Richard describes some dimensions of the sculpture’s symbolism. The father is a veteran whose idealism led him to the military: “As a young man, he really didn’t understand the dynamics of war and the forces behind it… that our republic is based in capitalism.”
No matter what capitalism was meant or intended to be, it has devolved into a “waste product economy” driven by built-in, planned obsolescence. “If you make a bullet, you have to expend it… so you can make another bullet,” Richard says.
“Now, John’s young daughter Colleen sees a different path, one of sharing, offering comfort with another human being… a stranger just like everyone her father ever met on the battlefield. But unlike her father, she greets the stranger with open arms…,” says Richard. The young take the lead and show the way, and hopefully, will continue lighting the path ahead.
The Home Coming celebrates the moment in which Ms. Anateen Tyson, homeless, depressed and with night vision impaired by cataracts, stumbles into the radius of warmth, the circle of not just acceptance but welcome, and realizes that life — complete with a tail-wagging dog named Joey — is taking a turn for the better. Another section of the House the Homeless website contains an expanded version of the imagined histories of the figures represented here.
Another aspect of the project
Now let’s move to the creation of the object itself. Several years ago, Richard R. Troxell, most habitually known as co-founder and President of House the Homeless, also took on the role of artist, and studied sculpture for a year under Steve Dubov of Austin’s Atelier 3-D. News of the project stirred interest among some local institutions and segments of the press. The American-Statesman printed an interview with Richard (front page of the Metro section, above the fold, thank you very much!). Then, there was another interview, by Andrea Ball, on the front page of the paper itself.

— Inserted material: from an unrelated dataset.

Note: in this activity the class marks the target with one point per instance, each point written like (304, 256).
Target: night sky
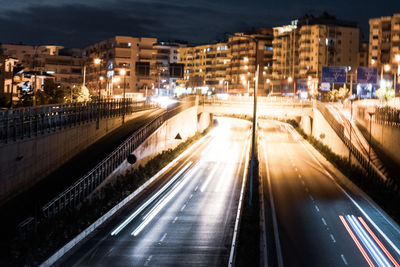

Internationally renowned sculptor Timothy P. Schmalz got involved. During the time when interest from many quarters was focused on Schmalz’s glorious and often notorious Homeless Jesus sculpture, the maestro also collaborated long-distance with Richard on developing his concept. This was not a project to be rushed, and they explored more than one avenue, modifying and refining the vision as they went along.

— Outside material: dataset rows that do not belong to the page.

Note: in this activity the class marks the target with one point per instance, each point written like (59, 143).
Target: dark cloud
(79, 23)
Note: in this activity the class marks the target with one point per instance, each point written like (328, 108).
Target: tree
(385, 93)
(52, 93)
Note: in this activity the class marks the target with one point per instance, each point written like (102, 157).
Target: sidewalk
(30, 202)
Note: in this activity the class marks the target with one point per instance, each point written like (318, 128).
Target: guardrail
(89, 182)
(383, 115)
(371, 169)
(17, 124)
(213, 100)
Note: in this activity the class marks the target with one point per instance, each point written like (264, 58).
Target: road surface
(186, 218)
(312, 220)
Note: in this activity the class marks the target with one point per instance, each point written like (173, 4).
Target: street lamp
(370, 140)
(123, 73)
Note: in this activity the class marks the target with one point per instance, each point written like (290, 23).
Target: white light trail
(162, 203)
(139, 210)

Throughout the early stages, all the usual toil and turmoil continued, of course, notably the ongoing effort to ameliorate the devastating effects of the local No Sit/No Lie ordinance. The UMLAUF Sculpture Garden and Museum hosted a knock-your-socks off fundraiser, where a smaller version of the group of figures was unveiled. The list of supporters grew explosively, and donations accumulated.

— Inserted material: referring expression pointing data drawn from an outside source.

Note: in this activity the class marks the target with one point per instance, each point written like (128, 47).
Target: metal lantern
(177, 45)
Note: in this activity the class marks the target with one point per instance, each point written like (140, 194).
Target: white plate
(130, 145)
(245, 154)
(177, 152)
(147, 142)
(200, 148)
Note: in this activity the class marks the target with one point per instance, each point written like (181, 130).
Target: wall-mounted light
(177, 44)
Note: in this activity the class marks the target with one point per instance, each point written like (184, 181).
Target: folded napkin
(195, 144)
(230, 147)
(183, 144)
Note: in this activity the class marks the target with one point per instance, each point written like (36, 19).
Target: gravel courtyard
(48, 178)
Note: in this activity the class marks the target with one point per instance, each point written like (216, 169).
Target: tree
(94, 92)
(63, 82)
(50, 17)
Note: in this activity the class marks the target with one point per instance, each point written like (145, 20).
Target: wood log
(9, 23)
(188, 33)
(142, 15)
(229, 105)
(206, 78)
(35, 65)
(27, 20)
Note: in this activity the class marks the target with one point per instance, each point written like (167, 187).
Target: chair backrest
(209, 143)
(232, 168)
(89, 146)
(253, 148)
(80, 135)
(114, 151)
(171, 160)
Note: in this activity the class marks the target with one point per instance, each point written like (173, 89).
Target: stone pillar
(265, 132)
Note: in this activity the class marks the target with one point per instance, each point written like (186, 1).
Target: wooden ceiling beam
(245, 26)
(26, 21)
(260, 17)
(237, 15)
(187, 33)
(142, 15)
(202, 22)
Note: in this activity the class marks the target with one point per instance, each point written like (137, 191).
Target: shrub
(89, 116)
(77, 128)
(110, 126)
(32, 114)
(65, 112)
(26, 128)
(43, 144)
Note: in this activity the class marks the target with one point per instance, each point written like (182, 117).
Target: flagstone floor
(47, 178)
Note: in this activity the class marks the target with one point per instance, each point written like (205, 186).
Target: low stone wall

For a number of tediously bureaucratic reasons, The Home Coming cannot be placed at the originally intended site, and we urge interested Austinites and indeed everybody to follow the saga of finding a home for The Homecoming. Appropriately locating this work could help it become a tremendous example to the rest of the nation. You, dear reader, might be the one who suggests a brilliant solution that will allow for happiness all around!
If the spirit behind The Home Coming were to be boiled down into one statement, the work is an homage to people who have little or nothing, and who are still willing to share with others whatever they can. That’s what it’s all about. That, and the belief that tomorrow will be a better day, and the determination to make it so.